Part of our deficiency in the health care system is not knowing your neighborhood and the experts who live in it. My friend, in Brooklyn, who had her friend/Pilates instructor say, "No running! Not until 4 months or else," she is a lucky woman. If every Midwife/Doctor gave you a list of providers in your neighborhood they trust, oh woman we would have a lot less pelvic floor incontinence at 6 months or 60 years, as well as a very long list of other "complications" that occur in early postpartum years.
A lot of the moms who are regulars around here are athletic of one degree or another (I use that word loosely). Your task for the week is to find 2 instructors or trainers in your neighborhood who are specifically supporting postnatal/postpartum wellness and fitness. It's June and our bodies are coming out of hiding, so love up on it even more. I want you to schedule at least one session, or pay for a series of classes at their studio. **If you don't know or trust anyone in your hood, ask a friend or a local mom shop for a referral.
I have found that trainers who specifically work with women postpartum deeply concentrate on bringing the whole body back together so you can function, highly. More than ever, I have been considering finding a studio or trainer that can help me as I continue on my training for a 100 Miler in August and another winter of skiing (and maybe my first 50K ski race). I'm so freaking independent that I usually try to do this stuff on my own, but I guess I've learned more as I coach women that I might need my own mojo-fitness coach.

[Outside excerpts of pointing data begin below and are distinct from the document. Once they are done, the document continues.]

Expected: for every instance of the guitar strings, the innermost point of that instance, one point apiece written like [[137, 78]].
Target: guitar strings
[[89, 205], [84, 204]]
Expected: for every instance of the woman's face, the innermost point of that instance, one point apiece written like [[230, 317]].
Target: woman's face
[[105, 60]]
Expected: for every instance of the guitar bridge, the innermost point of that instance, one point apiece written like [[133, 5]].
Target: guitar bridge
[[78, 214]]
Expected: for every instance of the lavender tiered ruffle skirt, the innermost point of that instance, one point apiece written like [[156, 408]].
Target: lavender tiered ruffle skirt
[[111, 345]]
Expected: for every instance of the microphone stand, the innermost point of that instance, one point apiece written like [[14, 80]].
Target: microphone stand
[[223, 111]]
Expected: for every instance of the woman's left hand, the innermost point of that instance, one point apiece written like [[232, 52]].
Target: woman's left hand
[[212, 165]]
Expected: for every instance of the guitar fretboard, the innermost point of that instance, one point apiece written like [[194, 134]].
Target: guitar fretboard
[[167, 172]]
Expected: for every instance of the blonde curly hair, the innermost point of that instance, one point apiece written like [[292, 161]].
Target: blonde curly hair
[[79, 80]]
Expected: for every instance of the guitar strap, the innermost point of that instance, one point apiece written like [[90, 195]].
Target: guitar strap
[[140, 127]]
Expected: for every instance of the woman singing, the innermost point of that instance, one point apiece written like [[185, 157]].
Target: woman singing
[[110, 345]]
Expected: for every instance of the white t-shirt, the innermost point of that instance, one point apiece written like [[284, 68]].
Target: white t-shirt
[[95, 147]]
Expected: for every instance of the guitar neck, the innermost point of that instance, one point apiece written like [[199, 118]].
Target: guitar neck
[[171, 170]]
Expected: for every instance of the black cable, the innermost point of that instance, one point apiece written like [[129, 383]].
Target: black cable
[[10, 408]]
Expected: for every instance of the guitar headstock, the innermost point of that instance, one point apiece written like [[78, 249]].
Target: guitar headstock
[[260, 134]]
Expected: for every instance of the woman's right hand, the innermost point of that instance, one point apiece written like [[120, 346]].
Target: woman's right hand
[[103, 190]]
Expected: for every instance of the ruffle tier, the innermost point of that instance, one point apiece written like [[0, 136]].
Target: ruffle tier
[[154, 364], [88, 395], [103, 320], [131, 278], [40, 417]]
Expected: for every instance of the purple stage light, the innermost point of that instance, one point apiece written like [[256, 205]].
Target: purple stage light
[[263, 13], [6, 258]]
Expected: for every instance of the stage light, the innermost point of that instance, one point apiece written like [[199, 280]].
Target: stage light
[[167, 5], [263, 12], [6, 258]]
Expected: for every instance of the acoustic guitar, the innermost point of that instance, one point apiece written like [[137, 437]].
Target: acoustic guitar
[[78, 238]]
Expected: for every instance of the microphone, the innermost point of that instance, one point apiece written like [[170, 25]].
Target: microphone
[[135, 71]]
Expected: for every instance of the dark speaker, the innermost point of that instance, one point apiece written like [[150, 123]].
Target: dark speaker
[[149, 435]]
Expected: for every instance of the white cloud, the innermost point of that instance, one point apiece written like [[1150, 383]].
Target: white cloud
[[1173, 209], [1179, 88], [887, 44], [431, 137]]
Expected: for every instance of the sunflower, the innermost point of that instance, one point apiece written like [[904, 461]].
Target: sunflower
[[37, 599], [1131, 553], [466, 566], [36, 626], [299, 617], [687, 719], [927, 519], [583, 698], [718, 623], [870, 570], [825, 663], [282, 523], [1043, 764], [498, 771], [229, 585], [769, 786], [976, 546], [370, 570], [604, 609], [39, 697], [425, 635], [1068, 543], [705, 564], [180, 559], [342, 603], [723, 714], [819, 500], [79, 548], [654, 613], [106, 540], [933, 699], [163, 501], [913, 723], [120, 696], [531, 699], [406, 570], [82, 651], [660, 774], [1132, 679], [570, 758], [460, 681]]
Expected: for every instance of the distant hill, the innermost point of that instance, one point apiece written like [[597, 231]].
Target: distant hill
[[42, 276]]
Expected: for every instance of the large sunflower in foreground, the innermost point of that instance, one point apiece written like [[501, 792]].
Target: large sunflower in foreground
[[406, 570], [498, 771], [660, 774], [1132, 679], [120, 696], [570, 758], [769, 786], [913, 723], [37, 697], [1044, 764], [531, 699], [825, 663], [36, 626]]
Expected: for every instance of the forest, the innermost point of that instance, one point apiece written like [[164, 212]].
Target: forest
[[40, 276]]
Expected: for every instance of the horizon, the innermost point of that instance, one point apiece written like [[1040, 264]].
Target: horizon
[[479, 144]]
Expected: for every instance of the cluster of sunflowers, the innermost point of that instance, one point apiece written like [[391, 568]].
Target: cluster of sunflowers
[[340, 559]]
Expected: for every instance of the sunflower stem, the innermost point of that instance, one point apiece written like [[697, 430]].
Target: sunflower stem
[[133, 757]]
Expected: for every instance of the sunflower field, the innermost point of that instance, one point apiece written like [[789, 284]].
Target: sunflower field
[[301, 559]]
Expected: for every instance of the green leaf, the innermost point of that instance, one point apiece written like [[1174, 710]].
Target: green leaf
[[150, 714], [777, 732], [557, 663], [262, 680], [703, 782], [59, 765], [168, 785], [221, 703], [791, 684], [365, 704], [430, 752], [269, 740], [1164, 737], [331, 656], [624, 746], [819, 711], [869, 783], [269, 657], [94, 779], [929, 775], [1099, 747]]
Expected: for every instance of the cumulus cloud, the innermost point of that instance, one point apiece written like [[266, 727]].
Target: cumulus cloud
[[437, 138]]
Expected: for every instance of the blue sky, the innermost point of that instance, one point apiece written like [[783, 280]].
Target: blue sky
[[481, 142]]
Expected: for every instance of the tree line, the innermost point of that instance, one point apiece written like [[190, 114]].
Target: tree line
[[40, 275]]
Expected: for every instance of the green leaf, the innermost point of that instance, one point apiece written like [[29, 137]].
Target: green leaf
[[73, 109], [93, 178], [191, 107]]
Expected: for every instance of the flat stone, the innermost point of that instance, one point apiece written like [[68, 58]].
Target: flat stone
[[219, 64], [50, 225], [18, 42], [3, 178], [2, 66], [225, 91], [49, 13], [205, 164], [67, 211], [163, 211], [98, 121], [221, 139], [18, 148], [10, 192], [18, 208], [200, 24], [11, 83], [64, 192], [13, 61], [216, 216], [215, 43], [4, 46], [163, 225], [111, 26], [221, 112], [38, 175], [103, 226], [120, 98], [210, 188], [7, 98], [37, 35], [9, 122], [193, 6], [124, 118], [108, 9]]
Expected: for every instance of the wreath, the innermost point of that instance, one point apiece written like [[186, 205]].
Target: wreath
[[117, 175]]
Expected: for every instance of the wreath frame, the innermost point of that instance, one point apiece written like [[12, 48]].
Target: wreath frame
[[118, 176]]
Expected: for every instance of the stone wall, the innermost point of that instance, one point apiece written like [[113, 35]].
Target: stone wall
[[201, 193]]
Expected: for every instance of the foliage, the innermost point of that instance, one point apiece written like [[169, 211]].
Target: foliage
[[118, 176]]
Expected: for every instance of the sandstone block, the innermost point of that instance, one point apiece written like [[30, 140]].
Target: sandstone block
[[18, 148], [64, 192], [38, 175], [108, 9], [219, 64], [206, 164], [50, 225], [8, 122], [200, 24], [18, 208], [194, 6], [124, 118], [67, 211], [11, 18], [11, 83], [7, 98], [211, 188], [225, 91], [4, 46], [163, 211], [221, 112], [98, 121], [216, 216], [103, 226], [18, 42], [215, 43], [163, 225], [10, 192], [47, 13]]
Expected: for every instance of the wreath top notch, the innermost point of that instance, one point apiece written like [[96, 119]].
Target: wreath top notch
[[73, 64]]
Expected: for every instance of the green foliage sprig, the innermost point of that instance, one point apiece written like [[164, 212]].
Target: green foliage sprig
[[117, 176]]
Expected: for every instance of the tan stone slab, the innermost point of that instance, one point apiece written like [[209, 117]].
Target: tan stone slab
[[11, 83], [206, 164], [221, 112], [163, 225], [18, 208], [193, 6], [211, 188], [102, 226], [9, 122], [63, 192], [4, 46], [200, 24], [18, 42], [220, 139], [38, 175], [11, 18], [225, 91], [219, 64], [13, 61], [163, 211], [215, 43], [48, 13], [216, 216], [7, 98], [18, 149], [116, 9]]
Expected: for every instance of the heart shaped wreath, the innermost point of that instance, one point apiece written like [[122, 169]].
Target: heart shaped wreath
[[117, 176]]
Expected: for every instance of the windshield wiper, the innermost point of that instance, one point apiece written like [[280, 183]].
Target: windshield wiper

In the comments, tell me what's the one thing about your body that's blown your mind since having your kids? Totally curious. Also, if you have a trainer/instructor you love in your city/town, please leave their name and location of this provider in the comments. Let's build a resource list for other's out there and you.
Reading this today and you're a runner or lover of physical activity? Do your momma-friends a favor and forward this post to her. Tell her to hold off of any "running" for the few months postpartum and find a trainer/instructor who will help her get centered physically before she's racing again. #savethepelvicfloor
After all of this education on the pelvic floor, in a short amount of time and as a long-time, long-distance runner with a few drips here and there, I got my mind blown. The things we're not told.
So go forth, get your package tight and have a super week! Big Love and hugs.